Sandy MacIntyre was born in Inverness Town, Inverness County, Cape Breton, Nova Scotia, and was raised in a typically musical Cape Breton family. His mother Cassie, well known for her violin playing, began playing at dances at age thirteen. His father Ronald, also a fiddler, was well known for his Gaelic singing, Gaelic being the first language of the MacIntyre home. Sandy lists his grandfather John Angus MacIsaac, his parents, his brothers John R. and Francis, his uncles John Archie, Alex Angus, Dan Hughie, Donald Angus, Dougall Finley, Campbell MacIsaac and Peter MacDonnell, (all were fiddlers, and two were pipers as well) and his aunts. He comments: “They could have easily performed a full variety concert consisting of fiddle, piano, stepdancing, bagpipes, Gaelic singing and story telling. I know there are hundreds of Cape Breton fiddlers with similar backgrounds.”
Sandy absorbed his family’s cultural inheritance in good measure. He started playing the pump organ at age 8 or 9 chording for family members and visiting fiddlers. About age 16 he took up the fiddle, learning by ear. He also learned the guitar and in high school he was a drummer in the Inverness Pipe Band. In Toronto, at age 19, lonely for the music of down home he found a fiddle, pursued his fiddle playing and took up note reading, at first choosing pieces he already knew by ear. He linked up with other exiled Cape Bretoners to bring musicians to Toronto for Cape Breton style dances and to keep the music alive. Following his appearances on the CBC TV show “Ceilidh“, Sandy has become one of the best known of Cape Breton’s many fine fiddlers. He is also a prolific composer with over a hundred tunes to his credit, many in active circulation among Island players. A versatile musician, he is equal to the task of accompanist on piano, guitar or bass. His use of unique settings and his creative medley arrangements of tunes, allows him to extend his repertoire into a contemporary vein without compromising the traditional spirit of the music.

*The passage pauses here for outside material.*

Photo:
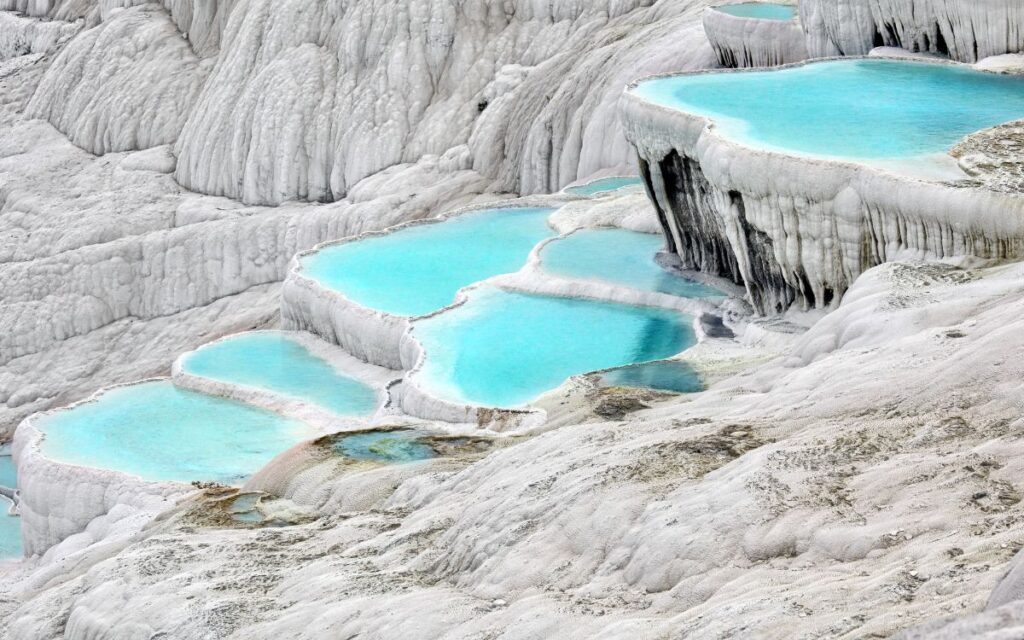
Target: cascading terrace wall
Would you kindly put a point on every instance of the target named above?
(799, 230)
(966, 30)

During the year, Sandy runs fiddle classes in Toronto and teaches Cape Breton stepdancing. He returns to Cape Breton during the summer to teach fiddle at St. Ann’s Gaelic College and to play at concerts and ceilidhs. From Cape Breton he goes to Scotland to play at such events as the annual International Celtic Concert in Inverness. In 1991, stepdancing instructor Harvey Beaton joined Sandy for 10 days of workshops and concerts in the Inverness, Scotland area. A growing interest internationally in the music of the Cape Breton Gael is such that the flow of tradition is now very much in two directions. The demand for concert tours and workshops on all aspects of Cape Breton musical tradition is increasing steadily, both in North America and in the Ancient homelands of the Celts. At home, participation by the young in the fiddle and stepdance traditions and the interest in Celtic music and the Gaelic heritage is gaining strength at an unprecedented rate.
Sandy has great faith in his culture and in all the Island people who keep that culture alive and vital and he always backs up his faith by giving generously of his time to organizing the fund-raising concerts, ceilidhs and dances that benefit his culture.
Sandy MacIntyre keeps his love of his Cape Breton heritage and his passion for the Music of the Fiddle on the front burner at all times.